At times a bold and intimidating presence, Ed Robbins has a “heart for children.” After more than 30 years in Lycoming County’s Juvenile Probation Office, Robbins has seen kids grow up in the justice system and move on to successful careers and steady relationships.
He sees them again after a few years and they are eager to tell him how much they have grown and accomplished. Every story is not so positive, but Robbins knows he and his office have worked hard to be a positive influence in these children’s lives.
“What folks need to know about (working) in our system is that you have to care. You have to want to make a difference,” Robbins said.
On July 10, Robbins will put the final punctuation on his 34-year-long career with the Lycoming County justice system. Over three decades, he has worked tirelessly to improve how his department handles the discipline and betterment of the county’s most troubled and vulnerable youth.
“I’m gonna look back and just be really happy, thankful and proud of what we’ve accomplished,” Robbins said. “The collaboration, the job that we’ve done — That’ll never change, because I’m really proud of what we built.”
While Robbins has served as chief of juvenile probation since 1998, he took his first role with the department as an intern while studying at Mansfield University, Though he had already taken some law enforcement classes, he didn’t find his true calling until taking a course called probation and parole as an upperclassman. The class, which examined the intricacies of juvenile delinquency, inspired Robbins to strive to prevent other kids from making similar or worse mistakes than he had as a teen.
Though his position as chief involved more of an administrative focus, overseeing budget and staffing issues that would affect the rest of the office, Robbins still occasionally worked with juveniles and their families directly in what he called informal hearings. The penance typically involved community service, paying a small fine or writing an essay. At this level, Robbins would have a conversation with the child, giving him or her a stern but fair warning to change their behavior, and send them on their way.
If a formal allegation was made, Robbins and his office would come up with a plan for the youth that involved a trifold combination of community protection, accountability and skill building. They would make a recommendation in the youth’s best interest, which would ultimately be decided upon by a judge or family court officer, and supervise them for an average of six to nine months.
Matt Minnier, Robbin’s deputy and second-in-command juvenile probation officer, urges the community not to be thrown by the chief’s bold presence.

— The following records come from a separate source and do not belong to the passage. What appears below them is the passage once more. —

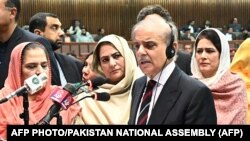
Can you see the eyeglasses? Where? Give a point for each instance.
(207, 50)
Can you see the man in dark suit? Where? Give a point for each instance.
(11, 35)
(48, 25)
(176, 98)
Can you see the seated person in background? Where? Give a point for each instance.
(48, 25)
(241, 65)
(188, 48)
(211, 65)
(236, 27)
(75, 29)
(84, 36)
(229, 34)
(27, 59)
(114, 60)
(100, 34)
(244, 35)
(87, 71)
(68, 37)
(187, 35)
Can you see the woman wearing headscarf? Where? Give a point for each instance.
(211, 64)
(28, 59)
(241, 66)
(114, 60)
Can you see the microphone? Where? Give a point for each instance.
(62, 99)
(102, 96)
(90, 85)
(31, 85)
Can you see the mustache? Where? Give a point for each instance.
(143, 59)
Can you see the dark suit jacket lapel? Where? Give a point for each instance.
(167, 98)
(138, 91)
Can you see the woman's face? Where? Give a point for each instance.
(112, 63)
(87, 73)
(34, 62)
(208, 58)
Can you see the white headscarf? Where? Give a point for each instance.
(224, 64)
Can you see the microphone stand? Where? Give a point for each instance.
(25, 114)
(58, 119)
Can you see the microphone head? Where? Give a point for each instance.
(103, 96)
(35, 83)
(98, 81)
(70, 88)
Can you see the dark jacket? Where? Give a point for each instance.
(183, 100)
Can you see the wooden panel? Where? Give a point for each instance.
(118, 16)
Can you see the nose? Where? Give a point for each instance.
(204, 54)
(112, 61)
(39, 70)
(61, 32)
(141, 50)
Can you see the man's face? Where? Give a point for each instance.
(53, 32)
(6, 16)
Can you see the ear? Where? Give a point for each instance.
(38, 32)
(13, 12)
(176, 46)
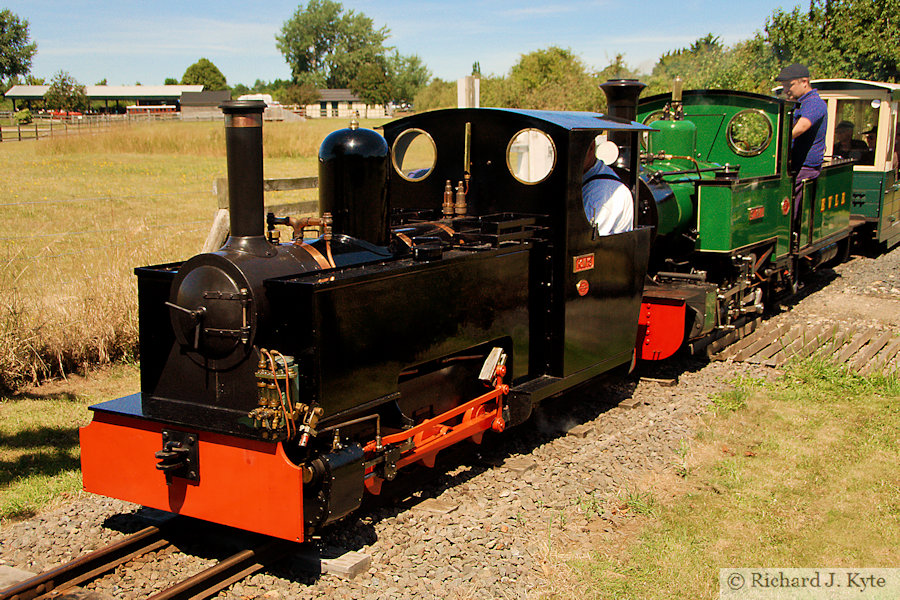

“(Ed’s) got a big heart for kids,” Minnier said. “Everything he’s done through this office, in the community, has been done with the best of intentions to help kids grow and develop. . . He’s just willing to do a lot of things other people aren’t, to put himself out there to help.”
Part of helping meant being willing to roll with significant changes to the juvenile judicial system. Judge Richard Gray, who served as Lycoming County’s juvenile lead judge from 2009 to 2018, recalls that Robbins was in favor of new state initiatives to place a higher focus on case planning and evidence-based programming and that he played a key role in securing those mandates.
“He pushed us ahead of many of the larger counties. . .” Gray said. “He was very good (about) the case-planning idea and made all the new state mandates stick. A lot of counties — particularly smaller counties — just did things the way they always did. (Ed) was always on top of the curve.”
As Robbins prepares to embark on his next journey — transitioning from a part-time to full-time professor at Lycoming College in January 2021 — he carefully considers the factors that have made his time as chief juvenile probation officer so rewarding. His answer always comes back to the kids — specifically, how they’ve changed their lives for the better after working with his office.
“There are instances where… a young person I either supervised or knew me from the office, says, ‘Hey Mr. Robbins, how’re you doing?’. . .Usually I know when they came in roughly, and I’ll ask them how they’re doing. More times than not, (they’ll say), ‘I’m working, I’m married, I’m not in trouble, I’m doing good.’ . . .To know that we had a positive impact on a young person is exactly why I took this job in the first place.”
To his future students hoping to have a career in law enforcement, Robbins emphasizes that the most important part of the job is caring about the person sitting on the other side of the table.
“Most of all, you have to care about the person sitting across from you, who’s struggling with something,” Robbins said. “No matter who they are. . . If you don’t care, you’re going to be a terrible JPO.”